You might be correct that Gemini could have helped, I didn't test it, but much of the knowledge of who was in a scene, where it was, and why it would matter is inside my head. I doubt any model could effectively label locations and people over 20 years of video.

As to the opportunity cost - I'm currently looking for work, so mine is undoubtedly lower than yours!


> My siblings are very much not developers. That's a lot of data for them to download, store, and figure out a way to view.

I wasn't suggesting anything about your siblings, but you, who are a developer. I was just talking about the actual download step, not what you did after that. (Obviously you were going to host them somewhere else in some other form. Probably not DVDs but a little quickie website or maybe just a Flash drive with a HTML file index, say, I don't know, lots of options here to make it user-friendly for your siblings on Christmas Day. The hard drive or Flash drive idea has the benefit of LOCKSS, especially if you use up the spare space providing PAR2 FEC.)

> I doubt any model could effectively label locations and people over 20 years of video.

Actually, Gemini is highly promptable with a large context window and a single still image only takes up ~300 tokens IIRC, so I think that you could probably do so! Just include, say, 3 photos of each person over time with a natural language description, and 1 photo of each location, and that might be enough to get back useful labels. Gemini can even do bounding boxes. (Google is quite proud of its vision and video analysis capabilities.) And you can run multiple passes or split up videos etc.

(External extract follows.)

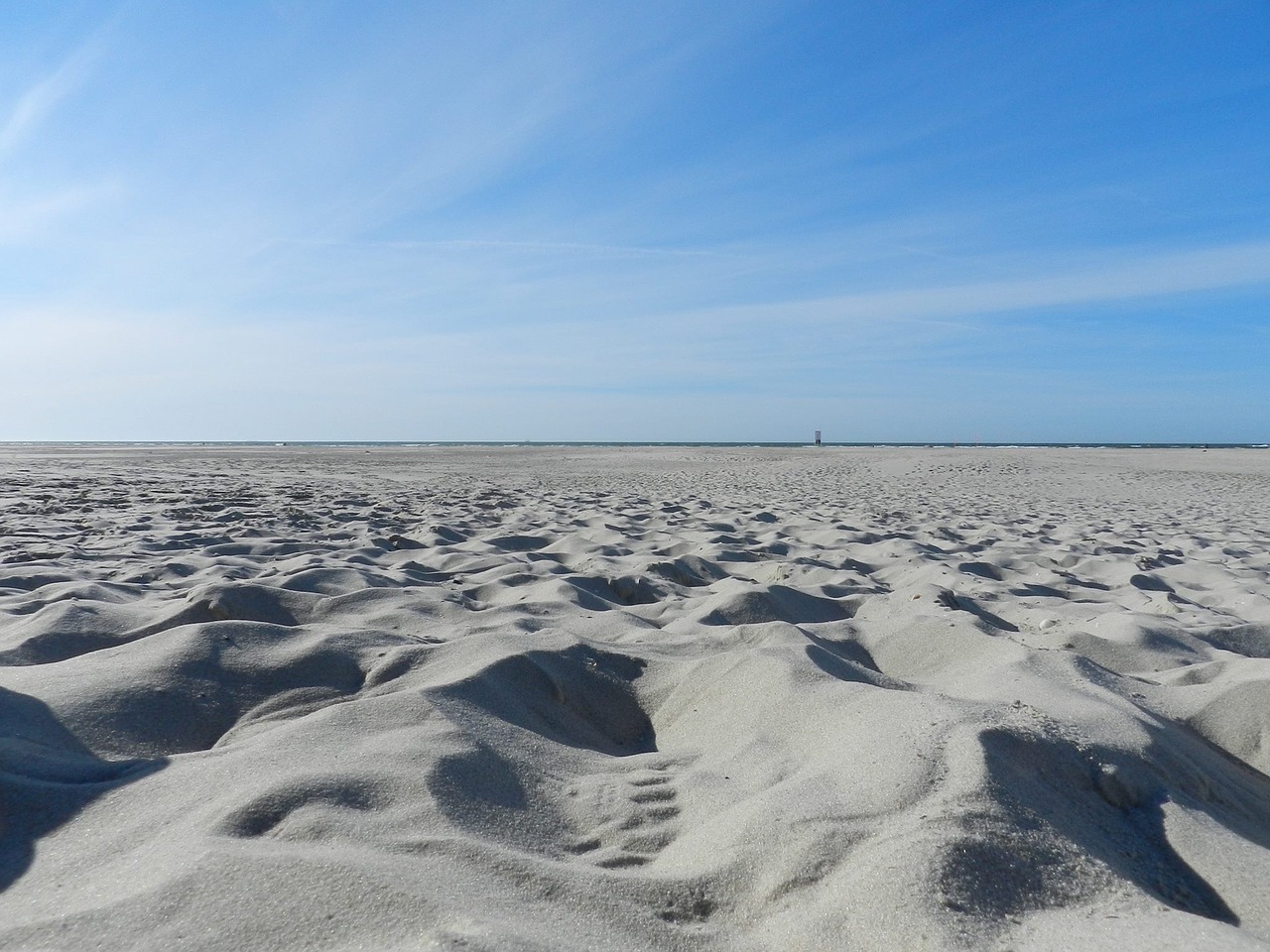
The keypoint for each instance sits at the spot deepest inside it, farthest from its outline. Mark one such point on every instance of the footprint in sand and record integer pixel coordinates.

Ah I understand you now. Yes I could have had a service do the digitizing then only done delivery myself. And given the time investment that probably would have been more sound. I don't think I'd do it all myself if I did it again.

I didn't know Gemini models were that capable. I admit I'm still skeptical about this approach though - even if it were capable of accurately labeling people and locations across decades, there's no way it could know when a scene is of personal interest. I kept a running log for each sibling as I was manually doing the labeling, knowing what they'd want to see, which presumably is only possible for me and my siblings to do with any accuracy.

If AI could ever do that then we've definitely hit ASI!


> I kept a running log for each sibling as I was manually doing the labeling, knowing what they'd want to see, which presumably is only possible for me and my siblings to do with any accuracy.

But you could feed that back in! Just write it down. It's all tokens. As you read over descriptions and note down key pieces of family history or per-sibling details, that provides information about better annotating the next video for possible points of interest. And you can chat with the LLM and write down more general principles. It's not like a LLM like Gemini doesn't know an enormous amount about family life and things of sentimental value, and can't make good initial guesses. And when you do this, you still haven't used up more than a small fraction of the context window with these image references and text profiles and principles...


It's also just really really weird.

Every single digitization service I have ever known is a small business of one guy who sends you back DVDs full of files. It's not even a consideration by anyone that they could possibly hold your videos hostage like that.


It wasn't about having the videos held hostage, but about the ease of accessing and viewing them. I didn't want to do DVDs at all - frankly, that's just a bad experience to go through 200+ hours of unlabeled video.

You don't even need to spin up anything - eg AWS datasync will mirror the remote server for you directly into glacier which can be extremely cheap if you're okay with access-a-file-12-hours-after-you-request-it

I'm not familiar with 'AWS datasync', but isn't the point of Glacier that it's really expensive and slow if you retrieve everything? It sounds like a bad idea for videos he planned to download in order to catalogue them. (He might want to delete them or could safely infer that 'no, neither me nor my siblings will want to watch this on Christmas Day', yes, but he still has to look at them first since he doesn't know what's on them at all.)